As many experts have observed, the problem with the two stages of the test is they’re designed to detect the patient’s immune response to the bacteria that cause Lyme disease, not the pathogens themselves.

Many of the early symptoms appear before the immune system can produce antibodies to combat the infection, which means the STTT is prone to false negatives.
Modified versions of the testing protocol do a somewhat better job, the article says, but still often fail to detect the pathogens.
CanLyme joins many other experts in urging Canada to adopt more accurate testing methods already in use in other countries.
A Lyme disease biobank in Canada
Keating says the U.S. study and others like it demonstrate the need for a biobank in Canada to help find better ways to detect and treat Lyme disease, and other tick-borne illnesses in this country.
“This is the sort of research we can do here as well,” she says.
Biobanks collect large quantities of samples like blood, tissue, bone marrow, urine and DNA, along with the gathering of associated patient data. Researchers from many institutions can then use these resources to help find new screening methods, treatments, cures and ways to prevent a wide range of diseases.

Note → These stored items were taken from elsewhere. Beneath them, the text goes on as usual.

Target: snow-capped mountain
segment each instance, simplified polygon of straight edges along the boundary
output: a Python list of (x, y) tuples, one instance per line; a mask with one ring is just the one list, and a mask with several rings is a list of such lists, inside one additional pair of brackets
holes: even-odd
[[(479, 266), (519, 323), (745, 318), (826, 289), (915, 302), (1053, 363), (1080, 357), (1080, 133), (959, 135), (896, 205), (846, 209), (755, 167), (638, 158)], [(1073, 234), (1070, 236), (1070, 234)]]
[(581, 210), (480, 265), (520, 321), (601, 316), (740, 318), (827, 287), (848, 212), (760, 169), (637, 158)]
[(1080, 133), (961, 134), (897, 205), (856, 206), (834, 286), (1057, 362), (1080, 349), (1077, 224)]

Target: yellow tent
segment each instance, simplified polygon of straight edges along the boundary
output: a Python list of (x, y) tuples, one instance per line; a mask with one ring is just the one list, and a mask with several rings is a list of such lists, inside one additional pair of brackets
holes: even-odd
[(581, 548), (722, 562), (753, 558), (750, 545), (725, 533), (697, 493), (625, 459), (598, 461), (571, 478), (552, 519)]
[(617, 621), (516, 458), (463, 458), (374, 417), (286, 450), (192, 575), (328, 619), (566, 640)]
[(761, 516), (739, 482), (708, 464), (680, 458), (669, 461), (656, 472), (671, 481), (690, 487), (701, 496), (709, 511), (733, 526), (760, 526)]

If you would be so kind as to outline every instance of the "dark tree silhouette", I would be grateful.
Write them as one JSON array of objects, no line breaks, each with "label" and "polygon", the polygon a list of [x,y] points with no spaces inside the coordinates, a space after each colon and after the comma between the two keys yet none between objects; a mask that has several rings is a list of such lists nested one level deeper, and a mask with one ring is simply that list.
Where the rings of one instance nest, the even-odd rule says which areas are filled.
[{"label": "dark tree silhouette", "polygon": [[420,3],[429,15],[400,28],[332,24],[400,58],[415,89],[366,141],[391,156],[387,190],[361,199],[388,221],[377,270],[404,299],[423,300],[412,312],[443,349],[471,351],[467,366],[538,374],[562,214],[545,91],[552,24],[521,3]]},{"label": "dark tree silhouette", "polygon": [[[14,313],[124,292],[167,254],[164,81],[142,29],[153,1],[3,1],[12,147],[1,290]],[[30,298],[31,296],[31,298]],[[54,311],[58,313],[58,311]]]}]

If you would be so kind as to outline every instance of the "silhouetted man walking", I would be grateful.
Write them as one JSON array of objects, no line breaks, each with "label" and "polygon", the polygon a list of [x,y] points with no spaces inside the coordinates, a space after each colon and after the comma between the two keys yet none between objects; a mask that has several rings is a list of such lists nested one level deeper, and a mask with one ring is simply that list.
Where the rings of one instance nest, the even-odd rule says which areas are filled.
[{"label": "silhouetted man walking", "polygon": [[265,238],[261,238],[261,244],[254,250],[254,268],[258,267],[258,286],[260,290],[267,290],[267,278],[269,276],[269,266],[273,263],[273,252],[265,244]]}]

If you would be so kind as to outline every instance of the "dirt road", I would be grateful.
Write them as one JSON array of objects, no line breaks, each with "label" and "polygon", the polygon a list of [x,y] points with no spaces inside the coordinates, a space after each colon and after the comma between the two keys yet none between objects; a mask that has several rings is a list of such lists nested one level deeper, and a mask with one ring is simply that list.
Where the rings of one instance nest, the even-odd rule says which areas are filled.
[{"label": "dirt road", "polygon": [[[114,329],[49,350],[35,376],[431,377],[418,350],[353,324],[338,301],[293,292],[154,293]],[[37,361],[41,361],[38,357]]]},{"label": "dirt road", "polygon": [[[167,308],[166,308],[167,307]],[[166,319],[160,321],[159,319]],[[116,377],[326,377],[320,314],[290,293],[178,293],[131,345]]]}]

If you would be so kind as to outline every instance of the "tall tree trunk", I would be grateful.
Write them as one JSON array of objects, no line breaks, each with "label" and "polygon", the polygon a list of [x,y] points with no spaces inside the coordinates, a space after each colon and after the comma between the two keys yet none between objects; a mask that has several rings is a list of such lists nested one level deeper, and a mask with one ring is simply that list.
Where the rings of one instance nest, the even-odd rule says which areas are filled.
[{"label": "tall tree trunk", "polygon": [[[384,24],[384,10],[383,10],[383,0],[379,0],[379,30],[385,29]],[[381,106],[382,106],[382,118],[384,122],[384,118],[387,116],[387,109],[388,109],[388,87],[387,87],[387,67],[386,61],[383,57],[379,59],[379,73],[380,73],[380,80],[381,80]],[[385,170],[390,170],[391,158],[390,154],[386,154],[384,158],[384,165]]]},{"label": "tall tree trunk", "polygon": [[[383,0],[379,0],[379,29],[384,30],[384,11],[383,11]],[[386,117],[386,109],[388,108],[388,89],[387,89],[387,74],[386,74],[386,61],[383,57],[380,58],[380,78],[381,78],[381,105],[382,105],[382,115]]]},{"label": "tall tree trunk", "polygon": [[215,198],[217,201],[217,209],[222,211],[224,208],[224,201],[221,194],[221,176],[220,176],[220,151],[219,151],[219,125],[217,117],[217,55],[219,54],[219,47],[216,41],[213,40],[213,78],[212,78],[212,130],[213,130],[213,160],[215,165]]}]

”For us to be able to collect this sort of data in Canada would be very valuable and would inform how treatment needs to advance and improve in our health-care system, which is not doing a very good job,” Keating says.

“In addition to studies like this using biobank blood samples, research on samples from human tissue would be invaluable to determine where in the body the organisms are harboured and whether or not they persist after different treatment protocols.”
But Keating also says health-care providers in Canada need to find better ways to treat patients with chronic symptoms now, while research into the causes continues.
”We don’t know exactly what’s happening with these patients that have persistent infection, but we’ve got to help them. We can’t wait to understand it fully; that could take 20 more years,” she says.
”In the meantime, people are suffering and if we know certain treatments help them, we have to treat them that way.”